New in 0.15.0. task: "document_extract" runs a document vision-language model on the vision pipeline and returns structured DocExtractResult blocks (text / heading / table / figure / formula / …) plus a concatenated plain_markdown. The default and recommended model is olmOCR-2 (allenai/olmOCR-2-7B-1025), a Qwen2.5-VL fine-tune that runs unchanged on the mistral.rs vision path.

Behavior:

  • One page image per request — matches olmOCR-2's single-image design and avoids the multi-image KV-cache issue.
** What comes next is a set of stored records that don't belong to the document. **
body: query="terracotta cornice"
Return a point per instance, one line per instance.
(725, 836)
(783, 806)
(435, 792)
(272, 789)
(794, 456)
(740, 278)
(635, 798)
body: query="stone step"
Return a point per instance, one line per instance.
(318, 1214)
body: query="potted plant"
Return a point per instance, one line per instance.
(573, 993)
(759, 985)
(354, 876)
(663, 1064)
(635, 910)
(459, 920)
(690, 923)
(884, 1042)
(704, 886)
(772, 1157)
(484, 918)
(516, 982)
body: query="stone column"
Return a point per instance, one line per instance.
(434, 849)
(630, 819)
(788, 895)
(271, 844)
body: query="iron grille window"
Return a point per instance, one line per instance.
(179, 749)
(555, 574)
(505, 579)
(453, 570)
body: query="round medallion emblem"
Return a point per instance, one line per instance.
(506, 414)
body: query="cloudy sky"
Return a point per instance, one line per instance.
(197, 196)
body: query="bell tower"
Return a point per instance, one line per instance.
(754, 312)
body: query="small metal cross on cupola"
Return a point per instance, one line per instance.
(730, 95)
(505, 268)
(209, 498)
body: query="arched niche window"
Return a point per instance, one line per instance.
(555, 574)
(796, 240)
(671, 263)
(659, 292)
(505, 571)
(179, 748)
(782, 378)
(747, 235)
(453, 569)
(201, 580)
Pass one ImageInput per page.
  • The built-in olmOCR-2 prompt is image-only (no document-anchoring text); output is parsed by the shared doc_parse module (the same parsers local/onnx ships).
  • The first pass uses a low temperature for near-deterministic extraction.

Options (plus the common vision options — isq, dtype, force_cpu, the auto-device-mapper overrides):

Option Type Description
style string Output parser: olmocr (default here), mineru, or granite-docling

Accessor: runtime.document_extractor(alias)Arc<dyn DocumentExtractionModel>; method extract(pages, options)Vec<DocExtractResult>.

olmOCR-2 is generative and can hallucinate (e.g. silently altering a number). It emits no native confidence. Consumers that need a reliability guard should corroborate its output against a cheaper deterministic tier — see the tiered PDF extraction guide.

Example catalog entries

Text generation (basic)

{
  "alias": "generate/local",
  "task": "generate",
  "provider_id": "local/mistralrs",
  "model_id": "mistralai/Mistral-7B-Instruct-v0.2",
  "options": {
    "isq": "Q4K",
    "paged_attention": true,
    "max_num_seqs": 8
  }
}

Text generation with GGUF

{
  "alias": "generate/gguf",
  "task": "generate",
  "provider_id": "local/mistralrs",
  "model_id": "TheBloke/Mistral-7B-Instruct-v0.2-GGUF",
  "options": {
    "gguf_files": ["mistral-7b-instruct-v0.2.Q4_K_M.gguf"]
  }
}

Vision generation with UQFF

UQFF loads pre-quantized weights directly, bypassing the bf16 load step that ISQ uses. This is the practical path for fitting larger multimodal models on commodity hardware. Only the first shard needs to be named; remaining shards are auto-discovered.

{
  "alias": "vision/gemma-4-uqff",
  "task": "generate",
  "provider_id": "local/mistralrs",
  "model_id": "mistralrs-community/gemma-4-E2B-it-UQFF",
  "options": {
    "pipeline": "vision",
    "uqff_files": ["q4k-0.uqff"]
  }
}

Vision on a small GPU (auto-device-mapper overrides)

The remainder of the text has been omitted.